CAREER: Securing Deep Reinforcement Learning


Sponsoring Agency
National Science Foundation


Deep reinforcement learning combines deep neural networks with a reinforcement learning architecture that enables software-defined agents to learn the best actions possible in an environment to attain their goals. It has recently achieved impressive super-human performance in various games, e.g., racking up big wins in GO and defeating professional e-sports players in DOTA. Following the great strides in games, recent research expands deep reinforcement learning (reinforcement learning for short) to applications in other domains, such as enabling autonomous driving, optimizing chemical reactions, and even solving acute traffic congestion problems. Like many other deep learning techniques, deep reinforcement learning is vulnerable to adversarial attacks. In reinforcement learning, an adversarial attack manipulates a reinforcement learning agent's sensory observation, flummoxing it. Recently, research has demonstrated that an adversarial attack could be even more practical. Instead of implicitly assuming an attacker has the full control to influence an agent's sensory system, the new type of attack presents an adversarial agent to manipulate the target agent's environment and thus trigger it to react in an undesired fashion.

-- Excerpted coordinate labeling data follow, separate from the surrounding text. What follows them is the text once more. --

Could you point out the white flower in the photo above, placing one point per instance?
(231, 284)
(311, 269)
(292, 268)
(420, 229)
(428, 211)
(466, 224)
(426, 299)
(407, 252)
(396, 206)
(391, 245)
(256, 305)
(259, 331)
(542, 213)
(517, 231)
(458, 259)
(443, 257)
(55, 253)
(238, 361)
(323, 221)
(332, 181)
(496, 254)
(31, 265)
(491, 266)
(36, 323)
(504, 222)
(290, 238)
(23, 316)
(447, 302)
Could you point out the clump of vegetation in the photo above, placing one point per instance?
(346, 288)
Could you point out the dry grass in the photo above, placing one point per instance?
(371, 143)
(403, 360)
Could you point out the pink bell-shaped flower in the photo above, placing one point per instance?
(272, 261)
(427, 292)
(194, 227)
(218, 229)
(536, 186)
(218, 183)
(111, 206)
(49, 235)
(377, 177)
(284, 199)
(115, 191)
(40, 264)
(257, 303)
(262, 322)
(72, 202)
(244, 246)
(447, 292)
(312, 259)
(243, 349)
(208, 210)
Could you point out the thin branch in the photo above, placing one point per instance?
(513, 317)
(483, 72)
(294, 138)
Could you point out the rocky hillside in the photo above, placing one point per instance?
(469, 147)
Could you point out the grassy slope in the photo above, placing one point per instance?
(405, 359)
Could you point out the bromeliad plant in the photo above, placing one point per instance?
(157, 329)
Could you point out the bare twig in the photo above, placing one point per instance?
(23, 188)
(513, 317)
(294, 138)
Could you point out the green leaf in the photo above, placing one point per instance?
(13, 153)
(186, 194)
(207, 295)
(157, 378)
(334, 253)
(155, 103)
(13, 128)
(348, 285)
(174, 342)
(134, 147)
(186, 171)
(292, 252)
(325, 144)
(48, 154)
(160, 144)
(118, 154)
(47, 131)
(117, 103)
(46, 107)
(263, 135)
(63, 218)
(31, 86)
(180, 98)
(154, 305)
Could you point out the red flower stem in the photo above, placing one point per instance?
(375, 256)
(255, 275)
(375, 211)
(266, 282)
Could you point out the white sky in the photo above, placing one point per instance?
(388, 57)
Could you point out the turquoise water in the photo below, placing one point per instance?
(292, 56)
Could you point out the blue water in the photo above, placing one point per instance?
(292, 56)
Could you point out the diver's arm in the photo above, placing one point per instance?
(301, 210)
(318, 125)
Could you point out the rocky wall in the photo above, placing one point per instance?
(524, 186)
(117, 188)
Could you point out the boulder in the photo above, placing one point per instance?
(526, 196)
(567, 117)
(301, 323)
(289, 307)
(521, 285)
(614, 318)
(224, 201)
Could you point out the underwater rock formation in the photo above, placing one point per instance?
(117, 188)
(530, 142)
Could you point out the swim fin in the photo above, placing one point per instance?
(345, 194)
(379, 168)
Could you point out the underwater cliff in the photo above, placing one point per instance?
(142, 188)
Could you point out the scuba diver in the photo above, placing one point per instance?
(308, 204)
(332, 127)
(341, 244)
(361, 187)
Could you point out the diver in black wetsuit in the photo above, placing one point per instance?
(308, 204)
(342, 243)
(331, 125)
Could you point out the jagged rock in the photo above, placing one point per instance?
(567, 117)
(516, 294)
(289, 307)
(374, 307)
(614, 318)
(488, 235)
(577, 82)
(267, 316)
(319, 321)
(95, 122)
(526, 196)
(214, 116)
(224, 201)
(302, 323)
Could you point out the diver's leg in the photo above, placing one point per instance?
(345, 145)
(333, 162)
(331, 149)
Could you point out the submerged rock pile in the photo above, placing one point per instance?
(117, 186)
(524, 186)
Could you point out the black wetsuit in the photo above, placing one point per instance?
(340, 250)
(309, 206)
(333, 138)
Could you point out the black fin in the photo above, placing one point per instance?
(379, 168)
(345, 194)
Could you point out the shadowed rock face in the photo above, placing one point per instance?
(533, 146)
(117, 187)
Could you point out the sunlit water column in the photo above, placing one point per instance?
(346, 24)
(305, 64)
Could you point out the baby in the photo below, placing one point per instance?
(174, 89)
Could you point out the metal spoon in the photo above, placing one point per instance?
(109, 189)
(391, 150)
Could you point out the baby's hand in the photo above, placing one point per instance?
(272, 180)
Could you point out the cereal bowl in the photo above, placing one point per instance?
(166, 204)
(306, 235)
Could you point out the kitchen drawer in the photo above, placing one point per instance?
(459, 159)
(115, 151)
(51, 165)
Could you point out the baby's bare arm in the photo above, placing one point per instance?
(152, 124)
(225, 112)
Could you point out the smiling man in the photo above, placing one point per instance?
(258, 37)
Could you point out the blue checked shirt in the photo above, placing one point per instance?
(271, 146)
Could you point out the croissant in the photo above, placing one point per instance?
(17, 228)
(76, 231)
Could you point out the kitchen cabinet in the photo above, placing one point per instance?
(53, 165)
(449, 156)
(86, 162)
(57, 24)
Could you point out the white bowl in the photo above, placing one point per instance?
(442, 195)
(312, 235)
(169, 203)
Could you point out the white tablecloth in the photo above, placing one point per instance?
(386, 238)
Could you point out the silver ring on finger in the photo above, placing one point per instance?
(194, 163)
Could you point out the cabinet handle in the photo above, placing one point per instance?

Compared with the kind of attack that alters the sensory observation, the new attack is more difficult to counteract. First, the methods (e.g., adversarial training) commonly used for robustifying other deep learning techniques are no longer suitable for deep reinforcement learning. Second, given a reinforcement learning agent, there are few technical approaches to scrutinizing the agent and unveiling its flaws. This project intends to address these two significant problems by integrating and expanding upon a series of technical approaches used in explainable AI, adversarial training, and formal verification in conjunction with program synthesis. The basic idea is first to learn an adversarial agent informed by explainable AI. Using this learned agent, we then unveil the weakness of target agents and adversarially train them accordingly. Through a robustness check, we evaluate the enhanced agents. If a strengthened agent fails the adversary-resistance check, we fall back on formal verification and program synthesis techniques. I envision that this unified solution could identify the policy flaws of reinforcement learning agents and effectively remediate their weaknesses.